Endometrium is derived from intermediate mesoderm via mesenchymal to epithelial transition (MET) during development of the urogenital system. By retaining some imprint of their mesenchymal origin, endometrial epithelial cells may be particularly prone to return to this state, via epithelial to mesenchymal transition (EMT). We hypothesized that pelvic endometriosis originates from retrograde menstruation of endometrial tissue and that EMT-like and MET-like processes might be involved in the pathogenesis of pelvic endometriosis.METHODS
We investigated commonly used molecular markers for EMT, including cytokeratin, E-cadherin, N-cadherin, vimentin, S100A4 and dephosphorylated beta-catenin by immunohistochemistry in different forms of pelvic endometriosis: deep infiltrating endometriosis, ovarian endometriosis and superficial peritoneal endometriosis (red and black lesions), as well as samples of menstrual endometrium, other benign ovarian cysts (mucinous and serous cyst adenoma), and abdominal scar endometriosis for comparison.RESULTS
Epithelial cells of red peritoneal lesions and ovarian endometriosis showed less epithelial marker (cytokeratin, P < 0.0001) expression and more mesenchymal marker (vimentin and/or S100A4, P < 0.0001) expression than those of menstrual endometrium.

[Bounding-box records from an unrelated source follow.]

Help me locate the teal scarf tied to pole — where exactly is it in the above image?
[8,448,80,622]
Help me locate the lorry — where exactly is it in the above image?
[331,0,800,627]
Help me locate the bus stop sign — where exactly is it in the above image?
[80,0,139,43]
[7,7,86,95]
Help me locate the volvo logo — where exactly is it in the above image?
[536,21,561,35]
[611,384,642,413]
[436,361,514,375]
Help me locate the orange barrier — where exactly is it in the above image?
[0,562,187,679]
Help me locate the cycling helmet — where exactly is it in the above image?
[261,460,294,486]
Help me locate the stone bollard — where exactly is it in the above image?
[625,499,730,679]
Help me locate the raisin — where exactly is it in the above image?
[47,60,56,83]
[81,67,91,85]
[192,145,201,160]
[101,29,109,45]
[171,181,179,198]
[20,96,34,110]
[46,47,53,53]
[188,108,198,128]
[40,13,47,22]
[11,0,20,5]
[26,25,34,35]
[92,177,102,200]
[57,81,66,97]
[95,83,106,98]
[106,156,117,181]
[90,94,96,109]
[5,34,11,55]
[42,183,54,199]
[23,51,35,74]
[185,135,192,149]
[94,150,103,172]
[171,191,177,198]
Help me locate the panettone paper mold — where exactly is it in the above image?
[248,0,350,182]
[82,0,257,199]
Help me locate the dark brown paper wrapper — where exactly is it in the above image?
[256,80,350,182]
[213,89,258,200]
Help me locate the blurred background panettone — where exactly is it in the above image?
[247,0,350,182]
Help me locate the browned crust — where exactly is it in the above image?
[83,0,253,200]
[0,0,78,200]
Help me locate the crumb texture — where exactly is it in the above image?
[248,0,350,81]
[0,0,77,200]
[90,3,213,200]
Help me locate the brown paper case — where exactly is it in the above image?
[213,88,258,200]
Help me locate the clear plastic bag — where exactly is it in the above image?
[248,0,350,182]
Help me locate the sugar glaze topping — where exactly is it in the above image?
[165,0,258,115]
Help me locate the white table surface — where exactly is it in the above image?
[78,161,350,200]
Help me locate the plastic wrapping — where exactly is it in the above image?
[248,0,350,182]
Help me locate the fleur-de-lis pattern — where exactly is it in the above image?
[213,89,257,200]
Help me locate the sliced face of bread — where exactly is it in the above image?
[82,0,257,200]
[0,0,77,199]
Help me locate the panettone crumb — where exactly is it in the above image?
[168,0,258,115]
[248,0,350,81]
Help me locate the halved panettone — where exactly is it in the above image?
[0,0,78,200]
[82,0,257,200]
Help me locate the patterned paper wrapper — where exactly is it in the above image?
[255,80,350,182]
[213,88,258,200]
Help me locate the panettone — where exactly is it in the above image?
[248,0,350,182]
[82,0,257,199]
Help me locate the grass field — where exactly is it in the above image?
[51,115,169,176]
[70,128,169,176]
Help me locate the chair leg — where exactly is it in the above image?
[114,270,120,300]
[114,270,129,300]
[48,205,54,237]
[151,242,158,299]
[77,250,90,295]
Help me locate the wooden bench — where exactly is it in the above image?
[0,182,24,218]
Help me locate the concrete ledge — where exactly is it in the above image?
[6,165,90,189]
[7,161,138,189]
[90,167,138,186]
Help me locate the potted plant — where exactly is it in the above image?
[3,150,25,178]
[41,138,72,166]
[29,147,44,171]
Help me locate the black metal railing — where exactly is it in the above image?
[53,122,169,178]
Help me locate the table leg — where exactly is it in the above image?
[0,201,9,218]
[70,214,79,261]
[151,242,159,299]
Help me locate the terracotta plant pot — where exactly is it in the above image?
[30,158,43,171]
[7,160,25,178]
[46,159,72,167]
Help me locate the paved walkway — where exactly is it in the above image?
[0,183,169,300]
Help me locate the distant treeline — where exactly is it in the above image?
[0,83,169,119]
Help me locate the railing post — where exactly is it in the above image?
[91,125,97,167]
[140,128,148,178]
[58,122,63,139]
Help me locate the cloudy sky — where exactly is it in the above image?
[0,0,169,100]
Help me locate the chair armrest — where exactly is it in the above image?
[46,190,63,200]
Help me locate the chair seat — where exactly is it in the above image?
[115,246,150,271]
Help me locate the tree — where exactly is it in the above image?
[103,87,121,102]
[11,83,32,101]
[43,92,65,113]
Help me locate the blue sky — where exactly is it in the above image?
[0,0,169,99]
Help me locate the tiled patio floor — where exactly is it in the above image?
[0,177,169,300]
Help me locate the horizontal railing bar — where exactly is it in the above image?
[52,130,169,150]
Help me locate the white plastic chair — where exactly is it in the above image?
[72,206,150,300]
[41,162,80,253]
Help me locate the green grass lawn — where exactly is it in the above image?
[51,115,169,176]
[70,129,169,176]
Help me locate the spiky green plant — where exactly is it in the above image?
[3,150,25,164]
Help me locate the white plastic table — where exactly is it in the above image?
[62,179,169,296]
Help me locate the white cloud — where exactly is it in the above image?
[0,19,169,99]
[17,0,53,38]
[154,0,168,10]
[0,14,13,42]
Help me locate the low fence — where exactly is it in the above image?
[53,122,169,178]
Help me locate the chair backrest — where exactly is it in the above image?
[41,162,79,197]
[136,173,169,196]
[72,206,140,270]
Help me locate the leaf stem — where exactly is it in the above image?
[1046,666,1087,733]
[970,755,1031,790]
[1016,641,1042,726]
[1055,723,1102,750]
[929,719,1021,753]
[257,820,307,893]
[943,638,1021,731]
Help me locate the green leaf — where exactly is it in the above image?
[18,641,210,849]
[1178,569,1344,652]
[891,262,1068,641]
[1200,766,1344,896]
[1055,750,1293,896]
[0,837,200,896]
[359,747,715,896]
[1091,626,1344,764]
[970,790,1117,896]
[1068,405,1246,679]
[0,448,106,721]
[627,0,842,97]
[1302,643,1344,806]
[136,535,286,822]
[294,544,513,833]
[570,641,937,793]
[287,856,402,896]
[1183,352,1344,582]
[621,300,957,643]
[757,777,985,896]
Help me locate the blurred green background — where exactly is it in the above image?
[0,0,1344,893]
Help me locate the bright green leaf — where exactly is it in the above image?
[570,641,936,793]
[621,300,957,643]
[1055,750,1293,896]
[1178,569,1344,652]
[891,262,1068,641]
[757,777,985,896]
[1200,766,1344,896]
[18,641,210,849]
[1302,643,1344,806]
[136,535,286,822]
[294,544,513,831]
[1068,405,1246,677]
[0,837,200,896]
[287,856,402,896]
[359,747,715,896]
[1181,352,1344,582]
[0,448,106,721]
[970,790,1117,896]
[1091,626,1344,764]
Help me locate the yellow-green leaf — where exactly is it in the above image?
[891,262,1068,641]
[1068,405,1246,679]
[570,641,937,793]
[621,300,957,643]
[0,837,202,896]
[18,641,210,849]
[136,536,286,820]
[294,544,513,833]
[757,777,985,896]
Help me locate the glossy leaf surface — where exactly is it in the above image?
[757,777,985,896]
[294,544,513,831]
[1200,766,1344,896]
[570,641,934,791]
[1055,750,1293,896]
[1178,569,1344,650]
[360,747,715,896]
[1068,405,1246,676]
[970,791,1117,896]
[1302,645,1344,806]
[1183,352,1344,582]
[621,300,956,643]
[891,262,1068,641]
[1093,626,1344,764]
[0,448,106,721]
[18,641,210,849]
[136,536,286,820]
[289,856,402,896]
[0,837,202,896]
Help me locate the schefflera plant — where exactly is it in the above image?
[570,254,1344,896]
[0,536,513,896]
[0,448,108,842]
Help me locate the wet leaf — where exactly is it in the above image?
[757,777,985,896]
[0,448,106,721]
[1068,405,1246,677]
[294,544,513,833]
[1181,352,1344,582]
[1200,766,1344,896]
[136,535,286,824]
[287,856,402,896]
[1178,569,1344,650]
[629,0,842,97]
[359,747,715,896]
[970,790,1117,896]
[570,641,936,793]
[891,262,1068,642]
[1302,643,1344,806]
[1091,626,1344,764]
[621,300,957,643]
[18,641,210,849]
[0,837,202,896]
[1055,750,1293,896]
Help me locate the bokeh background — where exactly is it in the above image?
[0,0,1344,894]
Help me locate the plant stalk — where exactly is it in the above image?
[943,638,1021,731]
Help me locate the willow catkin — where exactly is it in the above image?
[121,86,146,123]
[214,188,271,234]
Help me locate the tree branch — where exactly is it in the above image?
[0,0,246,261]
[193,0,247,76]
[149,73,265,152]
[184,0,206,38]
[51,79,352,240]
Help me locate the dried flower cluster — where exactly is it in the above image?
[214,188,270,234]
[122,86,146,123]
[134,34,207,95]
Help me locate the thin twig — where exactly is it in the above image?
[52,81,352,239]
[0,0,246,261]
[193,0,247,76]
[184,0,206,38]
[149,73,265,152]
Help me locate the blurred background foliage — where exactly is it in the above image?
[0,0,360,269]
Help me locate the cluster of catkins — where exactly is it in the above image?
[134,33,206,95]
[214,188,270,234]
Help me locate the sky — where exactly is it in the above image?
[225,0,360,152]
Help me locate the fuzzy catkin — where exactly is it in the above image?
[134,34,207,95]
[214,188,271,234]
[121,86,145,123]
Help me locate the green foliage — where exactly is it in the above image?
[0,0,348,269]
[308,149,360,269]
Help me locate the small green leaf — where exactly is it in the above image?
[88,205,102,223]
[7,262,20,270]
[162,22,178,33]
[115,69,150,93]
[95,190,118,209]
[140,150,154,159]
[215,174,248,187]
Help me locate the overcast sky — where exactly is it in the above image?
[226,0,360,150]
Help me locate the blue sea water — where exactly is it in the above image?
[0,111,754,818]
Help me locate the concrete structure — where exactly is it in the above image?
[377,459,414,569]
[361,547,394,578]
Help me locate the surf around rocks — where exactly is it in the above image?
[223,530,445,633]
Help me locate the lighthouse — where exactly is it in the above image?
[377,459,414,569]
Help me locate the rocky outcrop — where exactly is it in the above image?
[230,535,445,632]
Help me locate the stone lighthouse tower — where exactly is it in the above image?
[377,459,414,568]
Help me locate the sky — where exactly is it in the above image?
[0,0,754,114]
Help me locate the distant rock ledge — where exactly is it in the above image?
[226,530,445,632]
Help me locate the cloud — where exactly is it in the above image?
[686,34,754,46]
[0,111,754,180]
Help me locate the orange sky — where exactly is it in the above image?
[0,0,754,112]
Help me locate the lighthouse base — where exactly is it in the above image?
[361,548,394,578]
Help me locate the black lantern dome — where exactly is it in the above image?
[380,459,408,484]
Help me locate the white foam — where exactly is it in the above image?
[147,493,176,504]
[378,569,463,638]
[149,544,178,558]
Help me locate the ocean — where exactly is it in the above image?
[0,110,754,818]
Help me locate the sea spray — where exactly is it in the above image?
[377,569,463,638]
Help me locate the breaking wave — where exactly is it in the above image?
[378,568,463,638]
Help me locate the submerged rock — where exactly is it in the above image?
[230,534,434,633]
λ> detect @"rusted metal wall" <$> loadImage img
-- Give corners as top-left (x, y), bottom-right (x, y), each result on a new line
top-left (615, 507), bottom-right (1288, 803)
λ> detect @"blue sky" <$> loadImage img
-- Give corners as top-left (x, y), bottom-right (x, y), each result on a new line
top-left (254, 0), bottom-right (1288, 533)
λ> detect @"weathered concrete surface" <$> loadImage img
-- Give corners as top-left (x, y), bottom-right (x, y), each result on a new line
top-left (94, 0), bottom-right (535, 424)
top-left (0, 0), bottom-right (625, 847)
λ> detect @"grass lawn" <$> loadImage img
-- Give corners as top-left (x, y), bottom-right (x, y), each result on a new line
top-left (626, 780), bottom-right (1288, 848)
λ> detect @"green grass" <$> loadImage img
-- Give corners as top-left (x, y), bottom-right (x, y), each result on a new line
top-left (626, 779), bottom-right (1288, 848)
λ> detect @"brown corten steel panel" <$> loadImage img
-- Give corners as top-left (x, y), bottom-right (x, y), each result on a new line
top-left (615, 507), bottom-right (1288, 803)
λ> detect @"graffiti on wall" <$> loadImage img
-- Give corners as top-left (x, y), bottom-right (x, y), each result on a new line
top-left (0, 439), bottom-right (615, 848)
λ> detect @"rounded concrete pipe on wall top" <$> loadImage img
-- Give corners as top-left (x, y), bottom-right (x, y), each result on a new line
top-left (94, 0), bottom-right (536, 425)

In contrast, epithelial cells of black peritoneal lesions and deep infiltrating endometriosis showed more epithelial marker (E-cadherin) expression than those of menstrual endometrium (P < 0.03), red peritoneal lesions (P < 0.0001) and ovarian endometriosis (P< 0.0001), but maintained expression of some mesenchymal markers (vimentin, S100A4). In addition, dephosphorylated beta-catenin protein expression was significantly higher in epithelial cells of deep infiltrating endometriosis (P < 0.0001) than in epithelial cells of red and black peritoneal lesions and ovarian endometriosis.CONCLUSIONS
EMT-like and MET-like processes might be involved in the pathogenesis of pelvic endometriosis.